A small molecule that indirectly targets the tough-to-drug MYC gene appears to work against breast and ovarian cancers in mice.
In an article published Oct. 25 in the Proceedings of the National Academy of Sciences, researchers from Baylor College of Medicine presented data showing that their drug 5D4, a new class of therapy called a TopBP1 inhibitor, could stop the growth of breast and ovarian tumors in mouse models. It worked even better when combined with the PARP 1/2 inhibitor talazoparib, marketed by Pfizer as Talzenna.
“It’s very exciting to have found a TopBP1 inhibitor that really stops cancer growth in cells and in animal models in the lab,” Fang-Tsyr Lin, M.D., Ph.D., first and co-corresponding author, said in a press release.

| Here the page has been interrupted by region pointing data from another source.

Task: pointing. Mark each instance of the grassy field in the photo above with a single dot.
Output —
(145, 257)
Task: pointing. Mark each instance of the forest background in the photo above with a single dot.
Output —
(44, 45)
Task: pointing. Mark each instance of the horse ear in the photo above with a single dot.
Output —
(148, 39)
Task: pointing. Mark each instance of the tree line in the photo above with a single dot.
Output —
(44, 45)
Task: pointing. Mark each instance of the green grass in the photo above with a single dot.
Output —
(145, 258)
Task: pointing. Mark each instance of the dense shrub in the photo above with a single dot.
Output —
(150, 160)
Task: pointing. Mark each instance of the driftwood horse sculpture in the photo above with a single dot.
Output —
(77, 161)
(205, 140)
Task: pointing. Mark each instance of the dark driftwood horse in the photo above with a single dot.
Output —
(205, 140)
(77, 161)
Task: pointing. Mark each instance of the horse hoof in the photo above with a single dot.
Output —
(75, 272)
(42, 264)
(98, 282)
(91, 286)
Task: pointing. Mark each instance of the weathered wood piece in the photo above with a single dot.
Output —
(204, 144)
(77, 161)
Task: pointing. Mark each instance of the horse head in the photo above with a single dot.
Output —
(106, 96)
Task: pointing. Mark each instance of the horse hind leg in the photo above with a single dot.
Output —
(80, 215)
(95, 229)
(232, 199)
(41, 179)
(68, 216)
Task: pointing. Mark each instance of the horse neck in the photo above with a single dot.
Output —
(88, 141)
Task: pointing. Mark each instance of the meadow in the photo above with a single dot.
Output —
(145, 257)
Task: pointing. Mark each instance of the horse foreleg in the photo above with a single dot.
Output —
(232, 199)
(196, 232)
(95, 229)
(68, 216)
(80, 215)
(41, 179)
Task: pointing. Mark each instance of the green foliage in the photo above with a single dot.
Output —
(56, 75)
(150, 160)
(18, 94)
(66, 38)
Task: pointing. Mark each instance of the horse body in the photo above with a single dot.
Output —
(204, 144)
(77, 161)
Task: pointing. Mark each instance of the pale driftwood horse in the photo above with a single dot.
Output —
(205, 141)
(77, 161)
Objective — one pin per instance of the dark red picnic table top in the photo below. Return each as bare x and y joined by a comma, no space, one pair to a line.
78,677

The new findings stem from more than a decade of research on TopBP1, a protein that the researchers previously described as a “convergent point” of several pathways involved in cancer development. They include one that promotes the expression of MYC, the protein products of which have been found to be deregulated in more than half of cancers in humans. MYC overexpression has been linked with worse outcomes in breast, blood, lung and other types of cancer, but inhibiting it directly has proven challenging.
The Baylor team knew from earlier experiments by other researchers that inhibiting TopBP1 had the effect of boosting expression of another gene, MIZ1, and that, downstream, MIZ1 expression limits MYC’s ability to perpetuate cancer.
“Thus, enhancement of MIZ1 activity can attenuate the [cancer-causing] activity of MYC and may be exploited as a therapeutic strategy,” the scientists reasoned in their paper. Given that suppressing TopBP1 frees up MIZ1, “targeting [TopBP1] may … result in the anti-MYC effect.”
Before they could see whether this worked in practice, the researchers needed to find a drug that could target exactly the right spot of the protein expressed by the TopBP1 gene. Testing thousands of compounds through a type of analysis called a molecular docking screen and further optimizing the hits gave them 5D4.
After validating the small molecule’s anti-TopBP1, anti-MYC and anti-cancer activity in cell studies, the researchers moved to testing 5D4 in mice. They injected ovarian cancer and breast cancer cells into two separate groups of animals, then dosed them with either 5D4 or a control solution every three days, giving three doses total. At the end of the period, they found that the drug reduced tumor growth in both of the models compared to controls. This was also the case for a second, more aggressive model of breast cancer with a high level of MYC overexpression.
Next, based on mechanistic and cell study evidence that suggested a TopBP1 inhibitor would have synergistic activity with PARP inhibitors, the researchers tried dosing talazoparib together with 5D4 in two separate mouse models of breast cancer, including one that had a mutation that made it resistant to PARP inhibitors. The results showed that cancer growth was inhibited with the combination to a greater degree than 5D4 alone and that tumors that were resistant to talazoparib were still responsive to 5D4.
The mice didn’t develop apparent side effects to the drugs in any of the experiments. One limitation to the study is that the mouse model used was immunocompromised, so it’s unclear how an intact immune response might affect treatment. However, based on the mechanism of PARP inhibitors, there’s reason to believe the combination approach might be even better in that instance, researchers pointed out, a possibility that they believe warrants further study.
The researchers plan to prepare 5D4 for use in humans, to optimize its anti-tumor effect in combination with other drugs and to reduce the potential for toxicities, Lin said in the press release.